Je ne sais comment sa carte d’identité a atterri dans la boîte de photos familiale . Sur

sa petite photo en noir et blanc, il a des  cheveux blancs argentés, et des yeux

bridés  qui ont dû lui valoir des surnoms comme « le chinois » à l’école. Son prénom , c’est

Henri. C’est le père de mon  père. J’ai affiché cette carte d’identité à côté d’autres clichés qui

 décorent un petit mur de mon bureau, juste en dessous d’un ukulélé accroché par une

ficelle.

Il a des yeux bons.

Et comme tous les enfants, j’aime bien l’imaginer en train de gronder mon père, quand celui-

ci était petit.

 

 Le seul souvenir que j’ai de lui vivant, c’est lorsque nous passions chez lui et sa femme, à

Montpellier, avant de rejoindre la maison de mes autres grands-parents pour

les vacances . C’était sur la route. Dans l’entrée de sa maison se trouvait un porte-manteau

avec au pied ,d’étranges et superbes cannes à  pommeau, à tête d'animal,qui me

le faisaient apparaître comme quelqu’un d’ élégant et de  distingué, quand je l’imaginais

en train de marcher avec  sur la place de la Comédie ou dans les jardins du Pérou.

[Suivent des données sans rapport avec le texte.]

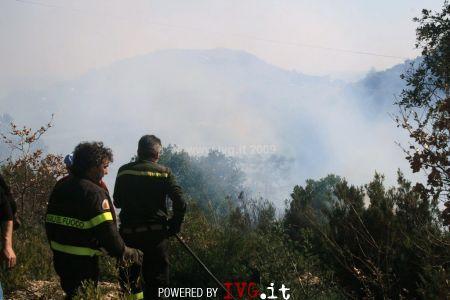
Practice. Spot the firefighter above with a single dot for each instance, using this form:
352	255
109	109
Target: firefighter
140	192
81	222
7	207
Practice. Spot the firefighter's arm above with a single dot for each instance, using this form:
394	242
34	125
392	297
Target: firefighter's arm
116	196
446	214
6	219
178	204
105	230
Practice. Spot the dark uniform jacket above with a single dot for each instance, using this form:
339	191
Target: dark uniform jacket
81	221
6	211
140	191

 Il  était retraité  de la poste centrale de la ville, après en avoir été directeur (où il

 avait commencé sa carrière comme commis) .

 

 Un jour de vacances de Pâques (je devais avoir six ou sept  ans), alors que  je venais de

sonner à sa porte, après avoir monté  quatre à quatre l’escalier qui  y menait, il nous a

ouvert , à mon frère et moi ,en nous offrant deux pistolets à bouchon  actionnés par un

élastique.  Ces jouets nous ont  occupés toutes les vacances . Je pourrais encore   dessiner le

mien, dans sa teinte verte de plastique translucide. Surnage par-dessus ce souvenir, sa mine

réjouie  devant  notre plaisir , ses yeux plissés  qui souriaient au-dessus de ses fines 

moustaches blanches.

 

Plus tard, jeune adulte ,après le règlement de sa succession, je suis tombé sur des livres à

lui,  en espagnol. (J’avais beau l’avoir étudié  au lycée, c’était la première fois que j’avais en

main des livres  dans une autre langue que le français).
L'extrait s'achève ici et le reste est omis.